LAWS(ORI)-1988-8-8

SEKH GUNNY Vs. STATE

Decided On August 19, 1988
SEKH GUNNY Appellant
V/S
STATE Respondents

JUDGEMENT

(1.) The petitioner was convicted under S.3(a), Railway Property (Unlawful Possession) Act, 1966 (for short, the Act) for illegal possession of about 40 kgs. of raw coal (Bengal coal) and sentenced to undergo R.I. for one month. The conviction was maintained in appeal but the sentence was converted to fine of Rs. 200/- in default to undergo R.I. for one month. The petitioner has moved this Court in revision for reversal of the conviction and the sentence.

(2.) The facts leading to the prosecution case are that on 18-8-79 at about 9.30 a.m. the petitioner was apprehended by P.Ws. 1 and 2, two Sub-Inspectors of R.P.F. inside the railway marshalling yard of Khurda Road railway station carrying about 30 kgs. of coal in a gunny bag in the carrier and 10 Kgs. of coal in another bag hanging from the handle of the bicycle. The petitioner could not satisfactorily explain the possession of the coal and had also no authority to enter inside the marshalling yard even though he was a temporary substituted Token Porter of the railways then. He was brought to the R.P.F. station Where the coal was seized by P.W. 1 under Ext. 2 and thereafter investigation was taken up by P.W. 5 who Collected samples of the coal from the wagon in the marshalling yard and got the coal tested by P.W. 3 along with the Sample collected on 3-9-79 and his opinion having been obtained, the prosecution report was Submitted.

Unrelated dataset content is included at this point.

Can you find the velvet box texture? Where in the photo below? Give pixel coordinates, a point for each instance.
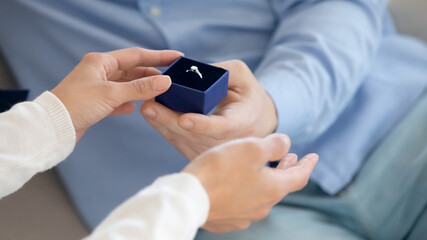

(3.) Mr. S.N. Satpathy, learned counsel appearing for the petitioner in assailing the conviction has urged that the coal in question was never proved to be the railway property and also the element of reasonable suspicion having existed of such property having been stolen was never established to bring home the charge under S.3(a) of the Act against the petitioner. It is his contention that the seizure of the coal was not effected at the spot where the petitioner was supposed to be apprehended but was made inside the R.P.F. station. The coal was never properly tested by the expert and P.W. 3 could not be called an expert and that only the bag containing 10 Kgs. of coal was produced before the court but no other bag alleged to have contained 30 Kgs. of coal was produced and that the seal of the M.O. produced was found to have been broken which circumstances, according to him, make the prosecution case liable to be thrown out as not acceptable.